Um documentário intitulado “Foguete” retrata o drama de Halisson Silva da Costa, de 37 anos, um capoeirista e sapateiro que foi condenado a 13 anos e 11 meses de prisão por um homicídio que ele nega ter cometido. O filme, vencedor do prêmio Cardume, explora a relação de Halisson com a capoeira, mas também aborda a opressão que ainda sofre pela caneta do judiciário brasileiro.
A condenação, proferida por um Tribunal do Júri no Rio Grande do Norte em abril deste ano, baseou-se no depoimento de testemunhas que não presenciaram o crime, demonstrando os padrões absurdos do sistema repressivo ferozmente antipopular que ameaça o povo brasileiro, especialmente a população negra. Na obra, Costa (cujo nome de batismo na capoeira é “Foguete”) fala do drama de ter sido acusado de um homicídio que sempre negou ter cometido.

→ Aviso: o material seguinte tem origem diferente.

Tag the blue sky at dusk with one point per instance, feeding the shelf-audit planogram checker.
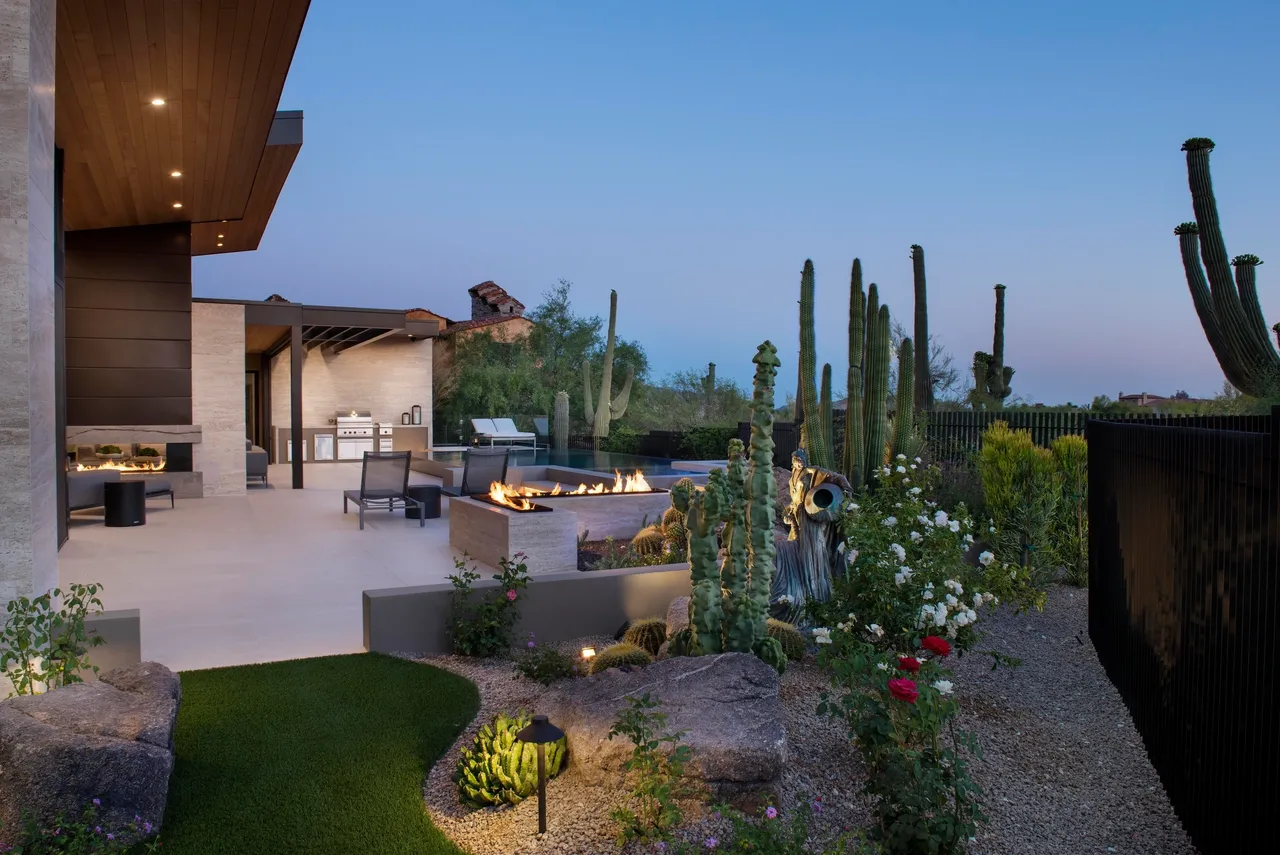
(691, 155)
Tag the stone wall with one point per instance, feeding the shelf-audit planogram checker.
(218, 394)
(387, 378)
(28, 434)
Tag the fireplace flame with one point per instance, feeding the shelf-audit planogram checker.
(136, 465)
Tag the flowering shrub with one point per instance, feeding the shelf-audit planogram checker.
(906, 570)
(483, 629)
(900, 709)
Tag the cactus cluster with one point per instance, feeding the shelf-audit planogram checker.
(991, 375)
(499, 769)
(1229, 311)
(648, 634)
(609, 408)
(730, 600)
(624, 653)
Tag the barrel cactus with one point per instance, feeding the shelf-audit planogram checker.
(499, 769)
(647, 634)
(622, 653)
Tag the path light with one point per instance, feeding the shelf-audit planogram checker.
(540, 732)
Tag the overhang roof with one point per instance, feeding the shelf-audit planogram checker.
(219, 65)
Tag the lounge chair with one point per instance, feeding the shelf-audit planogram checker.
(384, 484)
(483, 466)
(501, 430)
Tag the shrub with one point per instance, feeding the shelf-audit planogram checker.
(1023, 488)
(44, 648)
(483, 629)
(544, 663)
(1070, 531)
(794, 644)
(499, 769)
(620, 654)
(647, 634)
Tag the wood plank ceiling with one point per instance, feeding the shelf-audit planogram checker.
(219, 67)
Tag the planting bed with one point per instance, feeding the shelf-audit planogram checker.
(1064, 771)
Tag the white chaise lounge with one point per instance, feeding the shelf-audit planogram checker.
(503, 430)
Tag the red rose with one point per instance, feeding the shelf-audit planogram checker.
(933, 644)
(904, 689)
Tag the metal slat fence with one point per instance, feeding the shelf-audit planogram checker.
(1184, 609)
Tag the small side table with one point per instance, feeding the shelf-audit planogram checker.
(126, 503)
(426, 493)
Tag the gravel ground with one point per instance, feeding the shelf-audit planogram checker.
(1064, 771)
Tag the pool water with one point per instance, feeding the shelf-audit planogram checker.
(572, 458)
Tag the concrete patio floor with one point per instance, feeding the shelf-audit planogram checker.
(273, 575)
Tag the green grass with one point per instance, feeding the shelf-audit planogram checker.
(312, 755)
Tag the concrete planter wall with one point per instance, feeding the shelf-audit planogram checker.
(556, 607)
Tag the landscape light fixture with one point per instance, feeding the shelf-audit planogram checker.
(542, 734)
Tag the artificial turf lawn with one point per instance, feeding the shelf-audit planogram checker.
(314, 755)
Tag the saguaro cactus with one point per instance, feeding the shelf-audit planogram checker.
(1229, 311)
(923, 371)
(600, 416)
(991, 375)
(560, 428)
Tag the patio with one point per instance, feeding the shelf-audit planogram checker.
(273, 575)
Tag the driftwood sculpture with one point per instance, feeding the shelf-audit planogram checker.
(809, 558)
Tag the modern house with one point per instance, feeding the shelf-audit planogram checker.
(136, 137)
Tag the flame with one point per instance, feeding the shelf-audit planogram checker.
(621, 484)
(136, 465)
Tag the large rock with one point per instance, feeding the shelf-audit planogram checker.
(726, 704)
(109, 740)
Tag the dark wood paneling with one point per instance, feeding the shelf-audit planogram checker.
(122, 353)
(128, 383)
(128, 324)
(128, 411)
(128, 327)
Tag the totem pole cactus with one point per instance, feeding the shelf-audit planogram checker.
(560, 428)
(991, 375)
(600, 415)
(855, 440)
(1229, 312)
(923, 374)
(904, 420)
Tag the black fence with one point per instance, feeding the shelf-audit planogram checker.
(1184, 609)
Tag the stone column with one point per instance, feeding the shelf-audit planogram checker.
(28, 465)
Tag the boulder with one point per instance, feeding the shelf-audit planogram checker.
(727, 707)
(109, 740)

Para a Defensoria Pública do Rio Grande do Norte, que atuou em sua defesa, o homem sequer deveria ter sido levado a júri popular, pois a acusação se apoiava em boatos sem respaldo em provas concretas. O caso ocorreu em 5 de março de 2015, em Macaíba, cidade a cerca de 30 quilômetros de Natal.

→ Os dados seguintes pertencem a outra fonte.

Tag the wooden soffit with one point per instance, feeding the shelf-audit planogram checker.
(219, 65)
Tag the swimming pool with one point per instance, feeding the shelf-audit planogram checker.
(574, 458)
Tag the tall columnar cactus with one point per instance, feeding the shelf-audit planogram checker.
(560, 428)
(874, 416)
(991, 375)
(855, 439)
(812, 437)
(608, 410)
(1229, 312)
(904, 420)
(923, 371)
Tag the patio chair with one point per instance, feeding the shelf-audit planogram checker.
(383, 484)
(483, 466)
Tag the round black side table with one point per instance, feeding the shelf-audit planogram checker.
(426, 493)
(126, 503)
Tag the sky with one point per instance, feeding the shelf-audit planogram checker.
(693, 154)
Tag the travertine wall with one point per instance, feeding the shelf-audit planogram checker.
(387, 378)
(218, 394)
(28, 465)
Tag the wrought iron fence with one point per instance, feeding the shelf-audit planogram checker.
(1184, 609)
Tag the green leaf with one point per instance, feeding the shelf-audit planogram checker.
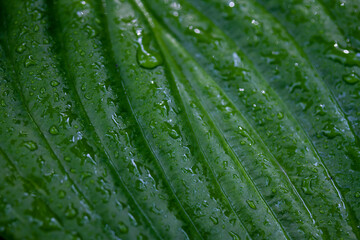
(191, 119)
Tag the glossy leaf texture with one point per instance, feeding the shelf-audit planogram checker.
(179, 119)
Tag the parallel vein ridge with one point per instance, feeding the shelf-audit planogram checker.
(179, 119)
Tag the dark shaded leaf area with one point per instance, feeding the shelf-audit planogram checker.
(180, 119)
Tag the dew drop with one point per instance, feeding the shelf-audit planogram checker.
(280, 115)
(21, 48)
(32, 146)
(351, 78)
(29, 61)
(330, 131)
(53, 130)
(70, 212)
(140, 185)
(123, 228)
(214, 220)
(146, 57)
(306, 186)
(251, 204)
(61, 194)
(234, 236)
(54, 83)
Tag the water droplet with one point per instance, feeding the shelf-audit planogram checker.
(140, 185)
(234, 236)
(54, 83)
(348, 57)
(123, 228)
(21, 48)
(53, 130)
(90, 30)
(30, 145)
(146, 57)
(251, 204)
(280, 115)
(29, 61)
(214, 220)
(174, 134)
(330, 131)
(70, 212)
(61, 194)
(306, 186)
(320, 110)
(351, 78)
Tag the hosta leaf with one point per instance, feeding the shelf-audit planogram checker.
(191, 119)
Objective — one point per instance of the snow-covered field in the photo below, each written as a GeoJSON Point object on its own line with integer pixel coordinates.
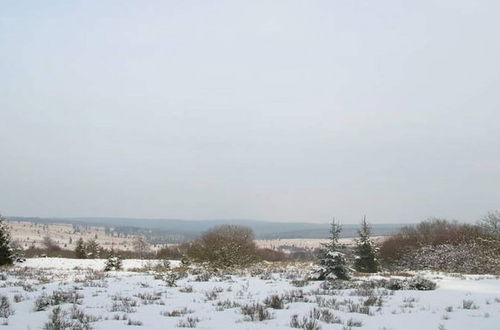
{"type": "Point", "coordinates": [145, 299]}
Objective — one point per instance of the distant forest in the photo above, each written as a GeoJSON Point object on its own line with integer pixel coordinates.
{"type": "Point", "coordinates": [176, 231]}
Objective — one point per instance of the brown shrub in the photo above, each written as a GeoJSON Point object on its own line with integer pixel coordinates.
{"type": "Point", "coordinates": [225, 246]}
{"type": "Point", "coordinates": [431, 232]}
{"type": "Point", "coordinates": [271, 255]}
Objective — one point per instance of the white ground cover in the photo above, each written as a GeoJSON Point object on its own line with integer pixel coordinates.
{"type": "Point", "coordinates": [114, 298]}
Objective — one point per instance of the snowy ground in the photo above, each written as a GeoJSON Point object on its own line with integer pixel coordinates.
{"type": "Point", "coordinates": [117, 300]}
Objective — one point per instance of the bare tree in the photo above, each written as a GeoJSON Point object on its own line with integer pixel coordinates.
{"type": "Point", "coordinates": [491, 223]}
{"type": "Point", "coordinates": [141, 246]}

A acusação formulada pelo Ministério Público do Rio Grande do Norte (MP-RN) alega que um homem de 60 anos foi morto a pedradas perto do Mercado Público. Halisson, no entanto, sempre negou envolvimento com o crime. Ele afirma ter encontrado a vítima agonizando e ter acionado o Serviço de Atendimento Móvel de Urgência (SAMU).
A gravação da ligação, que poderia reforçar sua versão, nunca foi analisada. Embora solicitada pela defesa, a Justiça estadual enviou ofício ao SAMU com a data errada, pedindo registros de 2016, um ano após o crime. O resultado foi a perda de um possível indício de inocência.
O homem também faz parte do Movimento Nacional da População de Rua, articulação que conheceu após ele mesmo ter vivido nessa situação. Foi na capoeira que encontrou apoio para se reerguer. “Eu não entendo como uma pessoa que ajuda outras, tinha visibilidade, está passando por isso”, lamentou Ingrid Darley, 30, mãe de sua filha mais nova.
A denúncia do MP-RN sustenta que Halisson cometeu o assassinato por motivo fútil: ele teria trabalhado para a vítima durante seis meses sem receber. Essa motivação, e a suposta confissão do crime, teriam sido relatadas por uma testemunha, João (nome fictício), com quem o capoeirista teria conversado logo após o crime. Halisson, porém, afirmou nunca ter conhecido essa pessoa.
Entre as testemunhas ouvidas, nenhuma presenciou o crime. Uma relatou ter ouvido sobre o caso de terceiros, que nem sequer foram ouvidos em juízo. Outra afirmou ter estado com Halisson e a vítima naquela noite, mas se separou antes do ocorrido. O juiz escreveu:
“Os elementos devem apontar, de maneira satisfatória, a autoria do delito. No presente caso verifica-se a insuficiência de elementos aptos a autorizar a pronúncia”.
Apesar da decisão de primeira instância, o MP-RN recorreu. Em dezembro de 2021, a Câmara Criminal do TJ-RN decidiu pela pronúncia de Halisson. O acórdão afirma que o homem teria agido com comparsas para roubar celular e dinheiro da vítima, tipificação que configura crime de latrocínio. Mesmo assim, não houve reformulação da denúncia e o capoeirista foi levado a júri popular por homicídio.
O relator, desembargador Glauber Rêgo, usou como base o relato de uma testemunha que ouviu dizer que Halisson confessou o crime a João. A condenação em abril foi por homicídio qualificado, com a agravante de dificultar a defesa da vítima.
A condenação de Halisson, baseada em boatos e com provas ignoradas, demonstra que a justiça brasileira, longe de servir ao povo, é uma ameaça constante, especialmente para a população negra. Trata-se de um sistema organizado para oprimir os pobres e os trabalhadores.
É fundamental a reformulação completa do sistema judiciário brasileiro. Seus membros devem ser eleitos a intervalos regulares, para que respondam diretamente ao povo e não aos interesses da burguesia.